Security pro Troy Hunt revealed that pranksters can switch on and off your heat or AC while your car is parked as well as exploit other options available to Nissan Leaf electric car owners via the companion NissanConnect EV app. The vulnerabilities are in the mobile management APIs which allow car owners to “check the state of battery charge, start charging, check when battery charge will complete, see estimated driving range, and turn on or off climate control system.” If anyone has your VIN, and you use the app, then they too can control those options via a web browser.

Why are there vulnerabilities? Because Nissan chose not the secure the APIs; Hunt told the BBC, “It's not that they have done authorization [on the app] badly, they just haven't done it at all, which is bizarre.”

While it’s not the same degree of urgency as when Charlie Miller and Chris Valasek remotely hacked a Jeep while it was being driven – and can’t be exploited while the vehicle is driving – Hunt said, “The ease of gaining access to vehicle controls in this fashion doesn’t get much easier – it’s profoundly trivial.”

“Anyone could potentially enumerate VINs and control the physical function of any vehicles that responded. That’s was a very serious issue,” wrote Hunt. The problem was reported to Nissan, but 32 days after no fix was deployed, the researchers went public.

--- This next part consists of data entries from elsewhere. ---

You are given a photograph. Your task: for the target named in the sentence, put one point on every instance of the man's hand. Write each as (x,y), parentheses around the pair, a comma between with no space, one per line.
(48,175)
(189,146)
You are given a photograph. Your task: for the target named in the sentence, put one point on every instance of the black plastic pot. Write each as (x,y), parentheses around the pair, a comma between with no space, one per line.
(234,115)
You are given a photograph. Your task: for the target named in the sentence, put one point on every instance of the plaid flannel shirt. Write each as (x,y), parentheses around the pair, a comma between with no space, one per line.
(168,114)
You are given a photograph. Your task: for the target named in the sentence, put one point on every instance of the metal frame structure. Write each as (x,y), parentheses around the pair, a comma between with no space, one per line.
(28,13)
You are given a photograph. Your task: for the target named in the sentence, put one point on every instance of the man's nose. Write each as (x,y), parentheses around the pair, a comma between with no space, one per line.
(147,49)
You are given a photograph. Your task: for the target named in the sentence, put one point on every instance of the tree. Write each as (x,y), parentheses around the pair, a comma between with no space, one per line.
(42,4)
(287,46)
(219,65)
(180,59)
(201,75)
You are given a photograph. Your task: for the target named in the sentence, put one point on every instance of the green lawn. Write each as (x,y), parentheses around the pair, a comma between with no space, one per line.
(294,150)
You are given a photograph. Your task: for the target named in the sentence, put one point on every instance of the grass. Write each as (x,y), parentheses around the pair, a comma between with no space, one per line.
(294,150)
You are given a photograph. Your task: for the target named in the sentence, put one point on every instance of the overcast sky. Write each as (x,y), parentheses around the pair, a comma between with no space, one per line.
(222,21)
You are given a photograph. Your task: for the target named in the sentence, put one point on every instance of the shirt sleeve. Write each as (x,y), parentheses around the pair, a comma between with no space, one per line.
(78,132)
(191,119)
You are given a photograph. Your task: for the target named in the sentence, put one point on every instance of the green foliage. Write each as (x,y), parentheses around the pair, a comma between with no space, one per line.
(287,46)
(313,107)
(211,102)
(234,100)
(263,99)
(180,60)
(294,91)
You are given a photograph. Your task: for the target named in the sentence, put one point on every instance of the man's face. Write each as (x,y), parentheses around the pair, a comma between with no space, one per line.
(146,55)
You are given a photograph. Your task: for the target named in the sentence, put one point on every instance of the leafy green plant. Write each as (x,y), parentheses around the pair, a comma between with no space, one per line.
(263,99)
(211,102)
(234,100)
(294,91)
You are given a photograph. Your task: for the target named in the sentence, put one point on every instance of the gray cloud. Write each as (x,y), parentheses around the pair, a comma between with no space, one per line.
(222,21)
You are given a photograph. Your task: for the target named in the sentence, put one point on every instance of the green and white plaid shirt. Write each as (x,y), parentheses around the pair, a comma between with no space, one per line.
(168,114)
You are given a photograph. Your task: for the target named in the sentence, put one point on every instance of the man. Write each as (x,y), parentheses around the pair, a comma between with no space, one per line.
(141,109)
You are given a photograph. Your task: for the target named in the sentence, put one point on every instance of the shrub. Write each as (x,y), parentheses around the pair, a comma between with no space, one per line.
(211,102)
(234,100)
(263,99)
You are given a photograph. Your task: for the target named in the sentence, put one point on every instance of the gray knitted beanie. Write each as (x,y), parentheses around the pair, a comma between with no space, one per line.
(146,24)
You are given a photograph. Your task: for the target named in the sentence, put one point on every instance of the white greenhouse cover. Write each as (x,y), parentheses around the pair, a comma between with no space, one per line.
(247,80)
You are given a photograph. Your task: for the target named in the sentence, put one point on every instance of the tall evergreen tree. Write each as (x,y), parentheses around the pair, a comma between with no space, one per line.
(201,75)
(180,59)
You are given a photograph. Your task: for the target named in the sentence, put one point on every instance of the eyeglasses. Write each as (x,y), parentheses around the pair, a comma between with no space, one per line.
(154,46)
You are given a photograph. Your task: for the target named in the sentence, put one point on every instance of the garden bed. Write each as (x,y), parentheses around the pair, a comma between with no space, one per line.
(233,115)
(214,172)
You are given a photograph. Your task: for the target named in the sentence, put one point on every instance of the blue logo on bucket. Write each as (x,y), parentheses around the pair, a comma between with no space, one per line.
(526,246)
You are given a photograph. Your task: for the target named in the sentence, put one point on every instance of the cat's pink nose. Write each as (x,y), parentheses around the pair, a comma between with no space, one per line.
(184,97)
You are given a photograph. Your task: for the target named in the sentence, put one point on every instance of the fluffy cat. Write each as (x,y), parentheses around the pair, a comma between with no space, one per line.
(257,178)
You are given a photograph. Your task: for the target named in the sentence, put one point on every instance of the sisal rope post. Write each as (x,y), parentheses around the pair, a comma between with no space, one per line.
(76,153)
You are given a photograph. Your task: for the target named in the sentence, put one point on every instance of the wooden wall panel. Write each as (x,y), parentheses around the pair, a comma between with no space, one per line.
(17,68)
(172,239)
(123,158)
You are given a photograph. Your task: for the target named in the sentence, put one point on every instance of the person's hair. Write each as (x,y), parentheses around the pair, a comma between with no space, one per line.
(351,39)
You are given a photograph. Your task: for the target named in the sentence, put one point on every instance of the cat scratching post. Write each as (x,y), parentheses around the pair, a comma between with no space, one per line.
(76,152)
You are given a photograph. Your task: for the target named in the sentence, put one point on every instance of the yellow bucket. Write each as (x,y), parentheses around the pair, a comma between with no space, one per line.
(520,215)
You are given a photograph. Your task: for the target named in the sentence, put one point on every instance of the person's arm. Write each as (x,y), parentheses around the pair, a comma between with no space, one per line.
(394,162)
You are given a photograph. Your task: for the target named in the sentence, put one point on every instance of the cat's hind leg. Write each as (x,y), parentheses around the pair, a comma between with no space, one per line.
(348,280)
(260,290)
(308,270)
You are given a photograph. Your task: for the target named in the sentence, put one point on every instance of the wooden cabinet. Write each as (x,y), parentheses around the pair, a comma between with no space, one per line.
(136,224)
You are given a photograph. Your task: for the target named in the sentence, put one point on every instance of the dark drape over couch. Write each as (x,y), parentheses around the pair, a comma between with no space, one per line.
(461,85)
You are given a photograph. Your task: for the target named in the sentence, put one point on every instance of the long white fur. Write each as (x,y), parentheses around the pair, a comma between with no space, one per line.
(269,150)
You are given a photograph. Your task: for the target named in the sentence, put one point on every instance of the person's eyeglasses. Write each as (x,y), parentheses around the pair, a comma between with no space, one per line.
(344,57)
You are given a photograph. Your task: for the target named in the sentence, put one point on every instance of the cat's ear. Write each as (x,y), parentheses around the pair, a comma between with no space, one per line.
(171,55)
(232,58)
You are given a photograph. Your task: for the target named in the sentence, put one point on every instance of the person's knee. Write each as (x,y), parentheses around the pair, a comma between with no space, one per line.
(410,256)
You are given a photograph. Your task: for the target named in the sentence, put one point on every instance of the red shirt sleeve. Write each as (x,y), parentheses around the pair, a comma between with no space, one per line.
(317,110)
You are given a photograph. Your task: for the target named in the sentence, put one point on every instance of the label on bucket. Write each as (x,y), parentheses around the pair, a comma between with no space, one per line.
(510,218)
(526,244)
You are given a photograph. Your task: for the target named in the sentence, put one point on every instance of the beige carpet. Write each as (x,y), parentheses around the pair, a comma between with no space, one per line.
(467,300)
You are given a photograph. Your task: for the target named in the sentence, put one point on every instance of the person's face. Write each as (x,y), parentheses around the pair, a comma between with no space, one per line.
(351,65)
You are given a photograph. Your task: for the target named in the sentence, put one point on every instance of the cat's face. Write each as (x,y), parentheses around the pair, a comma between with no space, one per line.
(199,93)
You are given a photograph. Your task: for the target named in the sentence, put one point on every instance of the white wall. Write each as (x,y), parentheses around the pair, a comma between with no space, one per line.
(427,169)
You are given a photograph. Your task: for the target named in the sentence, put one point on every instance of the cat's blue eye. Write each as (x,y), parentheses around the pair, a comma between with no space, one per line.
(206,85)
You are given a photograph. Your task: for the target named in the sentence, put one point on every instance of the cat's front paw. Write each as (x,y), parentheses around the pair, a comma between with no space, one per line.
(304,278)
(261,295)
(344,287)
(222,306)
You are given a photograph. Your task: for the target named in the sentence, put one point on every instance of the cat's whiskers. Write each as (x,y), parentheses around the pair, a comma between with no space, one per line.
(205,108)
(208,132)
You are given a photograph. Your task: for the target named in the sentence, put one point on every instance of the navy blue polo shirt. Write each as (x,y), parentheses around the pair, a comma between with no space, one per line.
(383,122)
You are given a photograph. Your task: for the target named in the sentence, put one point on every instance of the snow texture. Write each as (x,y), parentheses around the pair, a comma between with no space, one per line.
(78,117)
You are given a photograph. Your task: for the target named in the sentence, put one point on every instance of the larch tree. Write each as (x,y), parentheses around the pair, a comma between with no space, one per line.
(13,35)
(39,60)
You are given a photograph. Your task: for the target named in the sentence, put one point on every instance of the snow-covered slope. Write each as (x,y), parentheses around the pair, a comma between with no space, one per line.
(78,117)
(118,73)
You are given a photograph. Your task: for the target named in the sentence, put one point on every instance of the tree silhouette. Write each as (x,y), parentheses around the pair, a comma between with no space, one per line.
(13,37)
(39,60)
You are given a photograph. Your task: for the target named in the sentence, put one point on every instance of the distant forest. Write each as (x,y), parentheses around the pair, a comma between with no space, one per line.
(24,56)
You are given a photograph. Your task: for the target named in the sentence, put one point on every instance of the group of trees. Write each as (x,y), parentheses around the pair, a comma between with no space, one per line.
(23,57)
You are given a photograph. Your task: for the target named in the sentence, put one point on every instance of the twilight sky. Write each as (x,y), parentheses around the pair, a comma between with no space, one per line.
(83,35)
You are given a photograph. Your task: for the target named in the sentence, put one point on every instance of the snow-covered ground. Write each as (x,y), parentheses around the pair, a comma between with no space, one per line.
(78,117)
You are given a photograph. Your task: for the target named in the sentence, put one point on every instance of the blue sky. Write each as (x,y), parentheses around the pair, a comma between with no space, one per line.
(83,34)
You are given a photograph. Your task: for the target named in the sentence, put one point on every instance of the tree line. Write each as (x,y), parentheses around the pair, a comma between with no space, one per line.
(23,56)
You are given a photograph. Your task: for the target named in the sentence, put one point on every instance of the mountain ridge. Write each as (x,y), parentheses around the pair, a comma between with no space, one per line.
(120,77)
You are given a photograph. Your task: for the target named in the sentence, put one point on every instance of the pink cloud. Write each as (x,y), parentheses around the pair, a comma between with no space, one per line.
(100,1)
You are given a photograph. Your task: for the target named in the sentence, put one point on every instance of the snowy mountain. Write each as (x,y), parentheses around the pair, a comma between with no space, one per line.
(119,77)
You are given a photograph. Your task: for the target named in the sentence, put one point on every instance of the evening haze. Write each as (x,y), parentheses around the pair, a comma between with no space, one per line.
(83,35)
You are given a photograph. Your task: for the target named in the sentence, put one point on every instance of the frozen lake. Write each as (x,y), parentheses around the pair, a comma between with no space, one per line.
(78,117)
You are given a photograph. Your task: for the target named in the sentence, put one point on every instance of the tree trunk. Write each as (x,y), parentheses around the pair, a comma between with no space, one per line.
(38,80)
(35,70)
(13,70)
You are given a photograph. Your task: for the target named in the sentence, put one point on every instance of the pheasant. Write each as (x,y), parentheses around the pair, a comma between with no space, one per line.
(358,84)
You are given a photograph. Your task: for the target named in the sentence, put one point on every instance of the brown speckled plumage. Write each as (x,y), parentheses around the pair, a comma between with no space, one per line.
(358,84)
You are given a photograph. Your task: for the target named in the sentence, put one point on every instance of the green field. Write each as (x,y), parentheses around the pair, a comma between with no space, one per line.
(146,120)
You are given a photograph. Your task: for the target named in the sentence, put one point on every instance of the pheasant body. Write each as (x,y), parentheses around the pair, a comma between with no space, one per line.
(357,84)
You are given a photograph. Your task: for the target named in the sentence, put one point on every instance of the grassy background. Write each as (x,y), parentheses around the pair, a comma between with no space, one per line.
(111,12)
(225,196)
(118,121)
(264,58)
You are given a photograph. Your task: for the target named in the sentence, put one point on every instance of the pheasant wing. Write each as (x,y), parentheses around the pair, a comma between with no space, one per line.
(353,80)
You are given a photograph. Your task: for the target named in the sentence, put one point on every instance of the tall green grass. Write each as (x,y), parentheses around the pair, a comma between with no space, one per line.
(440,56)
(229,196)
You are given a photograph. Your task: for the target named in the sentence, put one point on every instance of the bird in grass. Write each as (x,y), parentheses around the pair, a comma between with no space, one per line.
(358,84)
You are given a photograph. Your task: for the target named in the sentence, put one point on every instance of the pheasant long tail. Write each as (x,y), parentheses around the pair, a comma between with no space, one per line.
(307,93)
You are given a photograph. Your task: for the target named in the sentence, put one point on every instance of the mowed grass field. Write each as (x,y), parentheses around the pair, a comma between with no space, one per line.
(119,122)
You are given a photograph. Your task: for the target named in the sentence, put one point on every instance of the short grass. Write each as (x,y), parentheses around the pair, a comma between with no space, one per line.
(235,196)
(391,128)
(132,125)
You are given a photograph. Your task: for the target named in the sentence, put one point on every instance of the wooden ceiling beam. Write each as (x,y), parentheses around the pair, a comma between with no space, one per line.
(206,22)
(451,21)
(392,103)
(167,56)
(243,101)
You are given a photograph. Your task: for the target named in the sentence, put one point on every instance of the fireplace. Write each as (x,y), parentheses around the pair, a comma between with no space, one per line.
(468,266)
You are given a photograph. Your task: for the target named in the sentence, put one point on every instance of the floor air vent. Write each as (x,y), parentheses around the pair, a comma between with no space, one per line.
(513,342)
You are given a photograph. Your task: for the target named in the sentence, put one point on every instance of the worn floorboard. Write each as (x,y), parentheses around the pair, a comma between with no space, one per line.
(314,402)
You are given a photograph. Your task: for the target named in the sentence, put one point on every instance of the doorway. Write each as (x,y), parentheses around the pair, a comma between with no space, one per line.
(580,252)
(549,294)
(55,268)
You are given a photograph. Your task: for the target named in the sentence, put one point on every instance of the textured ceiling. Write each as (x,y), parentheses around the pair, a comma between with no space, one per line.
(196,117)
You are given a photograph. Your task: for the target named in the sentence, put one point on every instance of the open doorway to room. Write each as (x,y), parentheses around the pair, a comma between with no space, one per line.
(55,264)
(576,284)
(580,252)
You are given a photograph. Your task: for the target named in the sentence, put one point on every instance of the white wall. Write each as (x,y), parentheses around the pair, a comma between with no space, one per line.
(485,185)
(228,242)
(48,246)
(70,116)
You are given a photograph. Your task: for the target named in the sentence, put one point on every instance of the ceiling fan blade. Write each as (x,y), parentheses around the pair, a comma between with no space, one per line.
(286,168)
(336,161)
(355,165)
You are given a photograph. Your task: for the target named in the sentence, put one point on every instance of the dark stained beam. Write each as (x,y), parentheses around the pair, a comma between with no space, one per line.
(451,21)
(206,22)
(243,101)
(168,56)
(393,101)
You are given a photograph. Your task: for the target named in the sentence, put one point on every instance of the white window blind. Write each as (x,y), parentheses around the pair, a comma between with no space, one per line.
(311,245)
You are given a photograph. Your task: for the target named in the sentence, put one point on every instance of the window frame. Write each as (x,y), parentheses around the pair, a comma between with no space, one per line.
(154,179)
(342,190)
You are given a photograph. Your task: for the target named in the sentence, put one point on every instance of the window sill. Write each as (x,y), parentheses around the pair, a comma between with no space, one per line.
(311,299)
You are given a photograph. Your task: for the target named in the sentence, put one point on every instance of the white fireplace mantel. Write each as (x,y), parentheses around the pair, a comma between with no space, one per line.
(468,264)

Hunt and fellow security researcher Scott Helme, who were 10,000 miles apart, made a video showing how a Leaf’s features can be controlled from across the globe via vulnerable APIs.

“This API thing is just nuts,” Helme said. “It's not even like they just missed auth or didn't check, it's actually not implemented. It was built, intentionally, without security...”

Helme added:

Fortunately, the Nissan Leaf doesn't have features like remote unlock or remote start, like some vehicles from other manufacturers do, because that would be a disaster with what's been uncovered. Still, a malicious actor could cause a great deal of problems for owners of the Nissan Leaf. Being able to remotely turn on the AC for a car might not seem like a problem, but this could put a significant drain on the battery over a period of time as the attacker can keep activating it. It's much like being able to start the engine in a petrol car to run the AC, it's going to start consuming the fuel you have in the tank. If your car is parked on the drive overnight or at work for 10 hours and left running, you could have very little fuel left when you get back to it...You'd be stranded.

Helme’s privacy concerns revolve around the telematics system in the car leaking all of his historic driving data. He wrote, “That's the details of every trip I've ever made in the car including when I made it, how far I drove and even how efficiently I drove. This could easily be used to build up a profile of my driving habits, considering it goes back almost 2 years, and predict when I will be away from home. This kind of data should be collected and secured with the utmost respect for my privacy.”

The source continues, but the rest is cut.